A palavra ciência é a que menos gosta nesta frase. “A escrita são imagens e, por isso, gosto de observar as pessoas. Atraem-me porque cada um de vós são histórias nos gestos, nos olhares, nas cores dos olhos, na forma de se movimentarem. Sempre me fascinou a comunicação não verbal. Como escritor encanta-me olhar para as pessoas”.

Jordi contou que a sua filha pequena um dia lhe perguntou se Peter Pan era real. “Na tua cabeça pensas que é uma metáfora para a morte mas o que respondes é sim, é real. Mas não dizes sim porque não queres acabar com a sua ilusão mas porque é real”. O espanhol afirmou que a sua filha lhe recupera realidades que eu esqueci e que são literárias. Dá-me ideias tão criativas que geram imagens”.

Jordi Llobregat disse ser obcecado por colocar em dúvida a realidade.

Sobre as redes sociais afirmou só servirem para confundir. “Vivemos num mundo audiovisual. Depois do cinema, todos os escritores escrevem de forma audiovisual. Podemos tentar escrever como no século XVIII mas não conseguimos”.

“Uma palavra são também mil imagens”, concluiu.

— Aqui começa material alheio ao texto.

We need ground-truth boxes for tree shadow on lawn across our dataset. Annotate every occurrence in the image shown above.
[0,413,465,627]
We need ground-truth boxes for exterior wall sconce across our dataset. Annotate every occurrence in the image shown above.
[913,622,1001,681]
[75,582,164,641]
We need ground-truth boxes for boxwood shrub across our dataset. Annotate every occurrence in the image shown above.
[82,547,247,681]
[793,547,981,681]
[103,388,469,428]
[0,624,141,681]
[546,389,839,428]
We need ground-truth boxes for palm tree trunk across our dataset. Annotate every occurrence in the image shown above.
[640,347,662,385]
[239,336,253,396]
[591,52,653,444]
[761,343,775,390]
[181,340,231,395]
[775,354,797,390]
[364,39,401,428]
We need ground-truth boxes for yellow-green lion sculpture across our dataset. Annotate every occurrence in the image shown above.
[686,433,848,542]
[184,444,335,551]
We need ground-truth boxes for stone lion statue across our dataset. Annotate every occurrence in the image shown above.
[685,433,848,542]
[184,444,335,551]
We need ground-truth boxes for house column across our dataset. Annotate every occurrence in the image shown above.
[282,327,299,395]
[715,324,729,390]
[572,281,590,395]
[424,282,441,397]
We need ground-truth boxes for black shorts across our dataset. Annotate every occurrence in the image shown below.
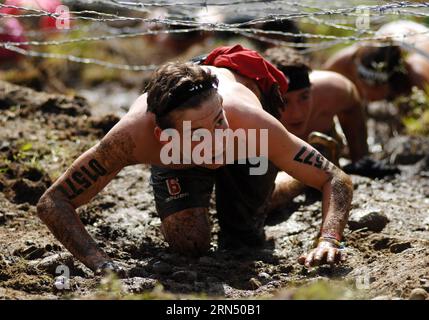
[151,162,278,242]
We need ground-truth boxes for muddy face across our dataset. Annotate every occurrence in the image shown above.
[280,88,312,137]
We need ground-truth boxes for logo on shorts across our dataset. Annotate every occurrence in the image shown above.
[165,178,181,196]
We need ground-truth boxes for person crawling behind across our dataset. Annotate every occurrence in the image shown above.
[264,47,399,178]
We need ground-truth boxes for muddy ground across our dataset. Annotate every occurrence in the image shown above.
[0,82,429,299]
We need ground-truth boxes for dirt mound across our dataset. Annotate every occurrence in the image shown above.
[0,81,90,116]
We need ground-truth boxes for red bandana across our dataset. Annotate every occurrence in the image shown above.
[203,44,288,94]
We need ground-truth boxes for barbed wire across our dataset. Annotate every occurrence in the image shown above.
[0,0,429,71]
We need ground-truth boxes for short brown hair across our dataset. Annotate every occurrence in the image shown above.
[146,62,219,129]
[264,47,311,73]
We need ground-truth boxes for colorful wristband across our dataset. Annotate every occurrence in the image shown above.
[317,236,344,249]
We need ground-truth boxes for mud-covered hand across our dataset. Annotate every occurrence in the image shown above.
[343,156,401,178]
[298,240,346,268]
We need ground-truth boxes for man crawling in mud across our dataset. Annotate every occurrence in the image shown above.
[264,47,399,178]
[324,20,429,101]
[37,45,353,273]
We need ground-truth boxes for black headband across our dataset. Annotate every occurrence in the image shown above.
[158,81,217,117]
[282,68,311,92]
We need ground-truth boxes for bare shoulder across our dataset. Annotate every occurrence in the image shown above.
[310,70,354,94]
[310,71,360,113]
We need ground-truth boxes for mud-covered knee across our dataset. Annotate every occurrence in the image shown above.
[161,208,211,256]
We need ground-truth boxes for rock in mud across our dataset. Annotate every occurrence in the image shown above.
[248,278,262,290]
[122,277,158,293]
[36,254,75,275]
[172,270,198,281]
[258,272,271,281]
[372,296,392,300]
[0,81,90,116]
[348,208,389,232]
[389,242,411,253]
[384,136,429,165]
[152,261,173,274]
[198,256,217,266]
[410,288,429,300]
[13,245,46,260]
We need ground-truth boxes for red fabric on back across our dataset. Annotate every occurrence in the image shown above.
[203,44,288,94]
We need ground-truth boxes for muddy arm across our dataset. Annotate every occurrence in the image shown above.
[338,82,368,162]
[37,129,138,271]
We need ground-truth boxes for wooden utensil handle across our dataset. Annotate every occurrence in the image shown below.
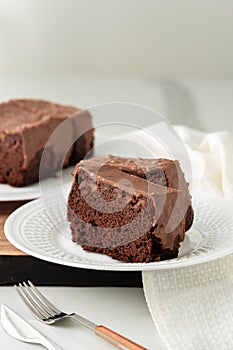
[95,326,147,350]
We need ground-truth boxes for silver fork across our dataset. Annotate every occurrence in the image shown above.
[14,281,146,350]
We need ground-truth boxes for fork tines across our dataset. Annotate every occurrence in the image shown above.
[14,281,62,321]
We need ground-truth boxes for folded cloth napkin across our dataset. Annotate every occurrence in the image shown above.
[143,126,233,350]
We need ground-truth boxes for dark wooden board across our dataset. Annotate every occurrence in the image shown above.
[0,202,142,287]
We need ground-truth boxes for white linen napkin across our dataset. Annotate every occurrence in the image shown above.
[143,126,233,350]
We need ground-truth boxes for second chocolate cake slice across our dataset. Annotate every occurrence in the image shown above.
[68,157,189,263]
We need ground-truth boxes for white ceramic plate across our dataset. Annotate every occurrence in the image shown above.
[5,192,233,271]
[0,167,73,202]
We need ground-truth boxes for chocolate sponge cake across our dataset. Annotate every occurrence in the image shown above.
[0,99,93,186]
[68,156,191,263]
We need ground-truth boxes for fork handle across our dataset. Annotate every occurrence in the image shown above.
[95,325,147,350]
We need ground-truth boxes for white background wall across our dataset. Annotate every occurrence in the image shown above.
[0,0,233,78]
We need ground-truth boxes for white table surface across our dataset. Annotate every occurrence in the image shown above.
[0,287,166,350]
[0,76,233,350]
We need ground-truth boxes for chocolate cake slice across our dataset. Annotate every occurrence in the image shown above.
[0,99,93,186]
[67,156,190,263]
[79,154,194,231]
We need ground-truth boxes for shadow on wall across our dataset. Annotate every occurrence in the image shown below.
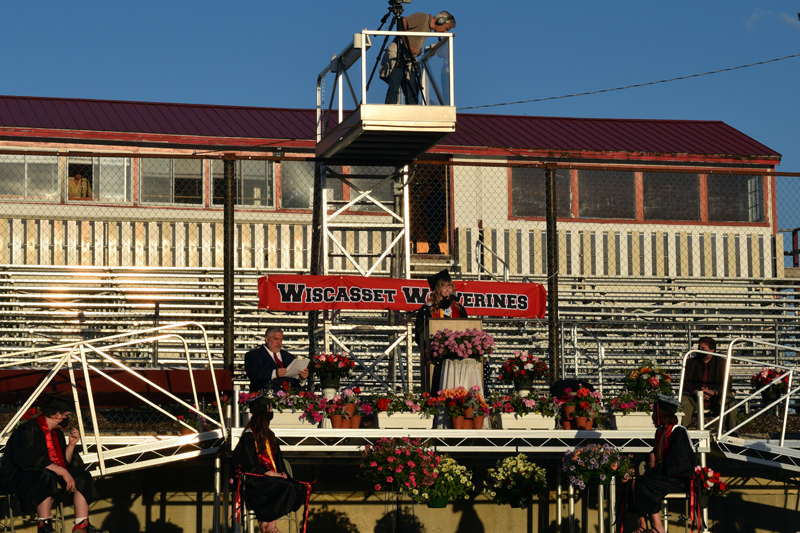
[300,505,360,533]
[374,507,425,533]
[451,496,485,533]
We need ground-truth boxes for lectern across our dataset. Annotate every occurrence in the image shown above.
[420,318,483,394]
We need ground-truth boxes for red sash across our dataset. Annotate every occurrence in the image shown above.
[36,415,67,468]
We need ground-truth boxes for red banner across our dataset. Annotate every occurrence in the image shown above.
[258,275,546,318]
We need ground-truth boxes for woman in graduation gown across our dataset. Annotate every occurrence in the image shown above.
[626,394,695,533]
[231,398,310,533]
[414,270,468,348]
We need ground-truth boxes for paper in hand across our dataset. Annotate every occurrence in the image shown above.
[283,359,310,379]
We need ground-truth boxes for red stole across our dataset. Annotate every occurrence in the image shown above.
[655,424,675,463]
[36,415,67,468]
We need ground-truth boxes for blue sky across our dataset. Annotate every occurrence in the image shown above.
[0,0,800,177]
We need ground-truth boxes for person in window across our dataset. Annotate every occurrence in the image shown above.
[625,394,695,533]
[380,11,456,105]
[414,269,469,347]
[68,172,92,198]
[681,337,737,429]
[231,396,311,533]
[0,395,100,533]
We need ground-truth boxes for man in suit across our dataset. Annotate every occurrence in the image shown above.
[244,326,308,392]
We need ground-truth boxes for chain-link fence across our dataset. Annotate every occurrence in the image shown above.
[0,152,800,414]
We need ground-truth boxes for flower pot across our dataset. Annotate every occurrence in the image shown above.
[613,413,655,431]
[428,496,447,509]
[269,411,319,429]
[319,374,339,389]
[376,413,433,429]
[499,413,555,429]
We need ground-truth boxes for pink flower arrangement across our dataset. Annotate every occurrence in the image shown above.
[425,329,495,363]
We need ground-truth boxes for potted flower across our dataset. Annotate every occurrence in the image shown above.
[606,391,653,430]
[489,392,559,430]
[622,361,673,403]
[694,465,728,507]
[750,367,789,404]
[483,454,547,509]
[561,444,633,489]
[422,455,475,508]
[439,387,469,429]
[374,392,439,429]
[239,389,327,427]
[498,350,551,391]
[463,385,489,429]
[313,352,356,389]
[572,387,603,430]
[361,437,441,502]
[425,329,494,364]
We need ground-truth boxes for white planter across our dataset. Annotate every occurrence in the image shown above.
[499,413,556,429]
[377,413,433,429]
[614,413,655,431]
[269,411,318,429]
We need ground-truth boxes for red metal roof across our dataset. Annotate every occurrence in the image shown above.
[0,96,780,159]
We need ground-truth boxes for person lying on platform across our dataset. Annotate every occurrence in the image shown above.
[231,396,311,533]
[0,395,105,533]
[625,394,695,533]
[244,326,308,392]
[414,269,468,347]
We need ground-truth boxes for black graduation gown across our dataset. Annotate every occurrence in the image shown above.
[414,301,469,344]
[628,425,695,515]
[231,431,306,522]
[0,418,100,513]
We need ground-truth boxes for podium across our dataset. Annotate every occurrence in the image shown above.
[420,318,484,394]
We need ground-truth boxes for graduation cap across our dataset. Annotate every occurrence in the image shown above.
[428,269,453,291]
[39,393,75,413]
[656,394,681,415]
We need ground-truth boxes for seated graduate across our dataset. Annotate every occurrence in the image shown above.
[414,269,468,347]
[231,397,311,533]
[0,394,100,533]
[626,394,695,533]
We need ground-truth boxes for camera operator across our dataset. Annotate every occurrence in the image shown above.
[380,11,456,105]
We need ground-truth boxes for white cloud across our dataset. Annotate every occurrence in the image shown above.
[744,8,772,30]
[778,13,800,30]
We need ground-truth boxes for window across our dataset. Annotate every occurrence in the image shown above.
[211,159,274,207]
[348,166,397,212]
[139,158,203,205]
[67,157,132,203]
[642,172,700,220]
[281,161,342,209]
[0,154,60,201]
[578,170,636,219]
[511,167,571,218]
[708,174,764,222]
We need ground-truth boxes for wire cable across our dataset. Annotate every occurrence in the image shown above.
[458,54,800,111]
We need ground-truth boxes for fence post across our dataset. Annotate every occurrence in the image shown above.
[545,167,560,381]
[222,154,236,372]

José Manuel Fajardo partilhou o seu desgosto quando os escritores que convida para um encontro literário que organiza lhe dizem que não entenderam as frases que escolheu como temas para os debates. Por esse motivo, iria tentar não dizer mal da frase que lhe calhou nesta edição do Correntes d’Escritas. “Primeiro pensei que nenhuma frase tem sentido fora do contexto em que foi escrita. Falta a paisagem que lhe dá sentido. Uma palavra pode provocar mil imagens e ter mil sentidos, ainda mais quando está acompanhada por outra palavra”.

Nesta frase sobressaem quatro palavras: ciência, realidade, imagem e o verbo inventar. Mas Fajardo questiona: “como definir o que é uma imagem?”

“Temos dificuldade em perceber a realidade e temos duas ferramentas para o conseguir: as imagens e as palavras. E a ciência é um mecanismo para percebermos a realidade de forma mais objetiva. Ela não é só contemplativa, não é só o desejo de saber mas é, também, o desejo de atuar. O conhecimento estimula a ação”.

Habilidade de alguém em fazer algo: expressão espanhola ciência

O escritor afirmou que “no mundo em que vivemos as imagens parecem ter força por si próprias, ter impacto nas emoções das pessoas”.